Big issues still to tackle in 2022: Online or off limits?

online this one2In the latest of our series re-examining the industry’s “big issues to tackle in 2017” we look at the online advertising industry to see what progress – if any – has been made.

Five years ago, the sector appeared hamstrung by the effectiveness debate, triggered by concerns that despite holding the lion’s share of all adspend, online viewability and measurement metrics were simply not robust enough.

But while these issues have not gone away, they have been superseded by the far more serious claims that the adtech industry is in breach of data protection laws.

The original complaint – filed with the Irish Data Protection Commissioner and the UK Information Commissioner’s Office – on behalf of tech start-up Brave, the Open Rights Group and University College London was lodged in September 2018, just months after GDPR came into force.

Aimed at triggering an EU-wide GDPR investigation into what was claimed to be the “biggest data breach of all time”, the complaint alleged that big tech was overseeing the selling of highly personal details tens of billions of times a day.

However, it has taken years to come to a head, with the UK Information Commissioner’s Office and the Irish DPC being accused of dragging their feet, although they argue that the complex nature of the industry is hampering enforcement efforts.

Now, the Belgian data protection authority is leading the charge. The Autorité de la Protection des Donnés (APD) first launched a probe into IAB Europe’s Transparency & Consent Framework – used by Google and thousands of others as the “official” framework – in 2019.

In November this year, it was reported that a ruling was imminent, finding the framework in breach of GDPR, much to the delight of privacy campaigners.

ICCL senior fellow Johnny Ryan, a long-term crusader against the adtech industry, said at the time: “We have won. The online advertising industry and its trade body, IAB Europe, have been found to have deprived hundreds of millions of Europeans of their fundamental rights.

“Google and the entire tracking industry relies on IAB Europe’s consent system, which will now be found to be illegal. IAB Europe created a fake consent system that spammed everyone, every day, and served no purpose other than to give a thin legal cover to the massive data breach in at the heart of online advertising. We hope the decision of the Belgian authority will finally force the online advertising industry to reform.”

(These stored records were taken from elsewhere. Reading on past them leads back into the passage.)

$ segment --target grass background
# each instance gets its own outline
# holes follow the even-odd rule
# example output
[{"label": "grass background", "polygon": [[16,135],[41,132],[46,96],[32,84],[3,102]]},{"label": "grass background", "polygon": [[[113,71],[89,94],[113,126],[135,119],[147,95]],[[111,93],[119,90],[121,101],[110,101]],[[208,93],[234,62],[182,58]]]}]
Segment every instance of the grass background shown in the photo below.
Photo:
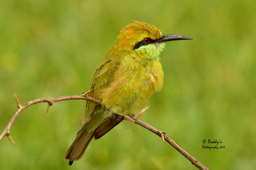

However, in a sense, the battle has now moved on, with Google ditching third-party cookies and Apple issuing its iOS 14 update that allows users to turn off ad tracking.

Google’s replacement for cookies is being closely monitored and policed by the authorities, while Apple’s move has given the likes of Facebook, Twitter, YouTube and Snapchat a massive revenue headache.

Suddenly, companies are rushing to gather their own, first-party, data. This is also opening up new revenue streams for data firms, with both marketers and publishers looking to partner with companies who can help them knock their first-party data into shape, as well provide consumer identity and data privacy solutions.

According to one study, almost all marketers have at least some concerns over their first-party data assets, with accuracy the key issue, while an overwhelming 95% of publishers reported using supplemental data to enrich their first-party data assets. One in four publishers are also looking for help in finding quality data to enrich their first-party data, while 49% are currently using survey and panel data.

A separate study suggested that direct mail, TV, outdoor and radio will all see an increase in marketing spend as a result of the demise of third-party cookies, marking a return to less intrusive traditional disciplines.

Because it is not just businesses which are sitting up and taking notice; the changes have also seen consumer interest in data privacy soaring.

This, perhaps more than anything, is likely to be the real challenge for the future. After all, if you can’t get consumers on board, what exactly are you left with?